The 6-30×54 model just hit store shelves so it will take a little more time to develop quality and value profiles for it, but if it delivers half of what the 1-8×24 Platinum scope it’s going to make a lot of people happy, even at a higher price point ($1,499). And likewise we hope Primary Arms has more Platinum options in the works.

Still, if dropping over a grand on glass is too rich for your blood, they continue to offer a full line of value-priced scopes, including 1-6x and 4-14x second focal plane scopes for $300 or less. Primary Arms is also announcing their new low-cost second focal plane 1-8x24mm scope, which will retail for just under $400. Not only does it cost less, the simpler reticle system makes it a lot lighter. The SFP 1-8x model weighs 10 ounces less at a clean pound.

Are you a Primary Arms’ user? Share what you think of your purchase!

About the author: Max Slowik is a writer with over a dozen years of experience and is a lifelong shooter. He has unwavering support for the Second Amendment and the human right to self-defense. Like Thomas Paine, he’s a journalist by profession and a propagandist by inclination.

{ 2 comments… add one }
  • DrThunder88 July 16, 2016, 4:23 am

    Primary Arms’ 4-14x44mm FFP scopes are probably the best deal in optics right now. They seem to be made in a factory in China that also produces a few other bargain FFP scopes. A mil dot PA FFP has been on my long range .243 Winchester for over a year now, and it’s proven its worth out to 1000 yards repeatedly. The glass is good but not exceptionally clear at the highest magnification, as you might expect from a $230 scope, but other important aspects hit away above the price range. The adjustments, for example, have been very repeatable since breaking them in. As with a number of cheap scopes (I’m told), running the turrets through their entire range of adjustment smooths out minor machining marks that would otherwise make for unpredictable tracking. The visual and tactile turret clicks can be a little indistinct. Durability is solid as well. Anecdotally, I’ve heard of a PA-equipped rifle being thrown down a hill from a 4-wheeler, but mine has suffered through a number of out-of-state car trips in a drag bag with no loss of zero or damage.

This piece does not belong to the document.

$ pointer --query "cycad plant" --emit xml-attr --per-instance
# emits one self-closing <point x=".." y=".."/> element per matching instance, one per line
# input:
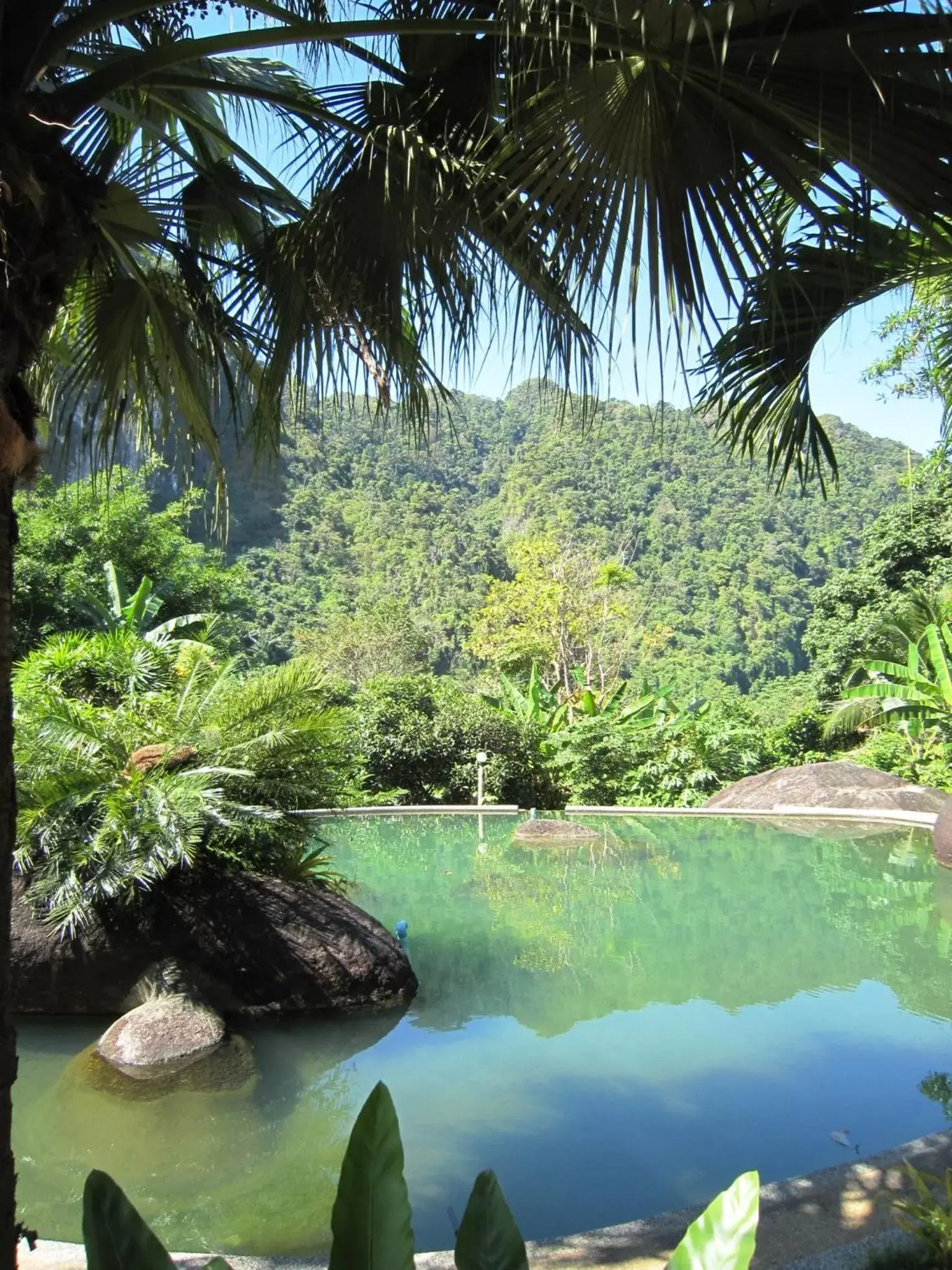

    One thing to note is that the mil dot reticle is not a standard mil dot. The diameters of the dots are 0.25 mil rather than the standard 0.2 mil.

  • R. Saylor July 15, 2016, 1:15 pm

    I have no experience with the new Platinum line but I have 2 of there Aimpoint Pro knock off’s and never a problem with one they have held there zero through hundreds of rounds. The glass ain’t what’s in my Aimpoint Pro but there worth every penny.